Precipitation nowcasting refers to forecasting precipitation at timescales of minutes to a few hours. This is usually approached by using models which are fed with real-time weather radar reflectivity images correlated with observed precipitation. Reliably nowcasting precipitation probabilities at fine spatial scales is a societally important challenge. This is due to the danger and economic losses potentially incurred by heavy rainfall and particularly flash floods provoked by them.
In this thesis a Convolutional Neural Network (CNN) previously used for nowcasting deterministic precipitation estimates is adapted into a Bayesian Neural Network (BNN) for producing an ensemble of possible prediction scenarios used to estimate precipitation probabilities. A BNN is based on the principle of placing probability distributions onto values of network parameters that are estimated using Bayesian inference. In this work these are modeled as Normal distributions, whose parameters are learned through backpropagation in a scheme called Stochastic Variational Inference (SVI). The prediction ensembles for a trained model can then be formed by Monte Carlo sampling each parameter from its distribution, thus inducing a predictive distribution on data.

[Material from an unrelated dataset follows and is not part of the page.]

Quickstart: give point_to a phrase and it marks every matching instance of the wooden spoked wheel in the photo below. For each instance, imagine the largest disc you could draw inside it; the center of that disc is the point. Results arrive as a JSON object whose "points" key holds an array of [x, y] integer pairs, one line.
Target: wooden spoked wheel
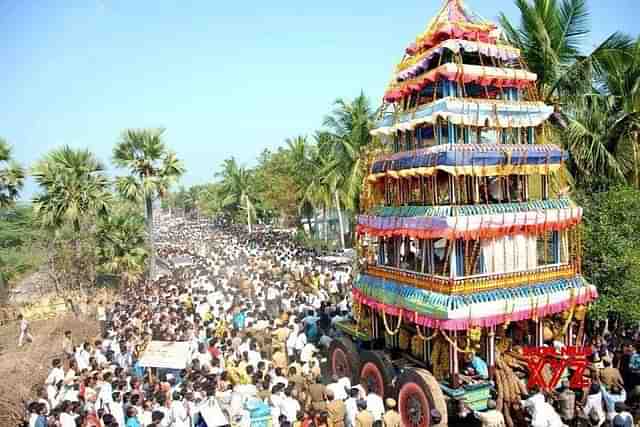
{"points": [[418, 394]]}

The predictive skill of the developed model, abreviated BCNN, is evaluated against several established baseline models using a multitude of criteria covering various aspects of the precipitation nowcasts. On some aspects, BCNN is found to perform at a level close or equal to baseline models. However, it is found to be especially challenging to produce a well-calibrated and reliable probabilistic nowcast, owning likely to properties of the model and problems in the training procedure. Nevertheless, BCNN provided encouraging preliminary results, pointing out potential avenues of further study for probabilistic precipitation nowcasting using Bayesian Neural Networks.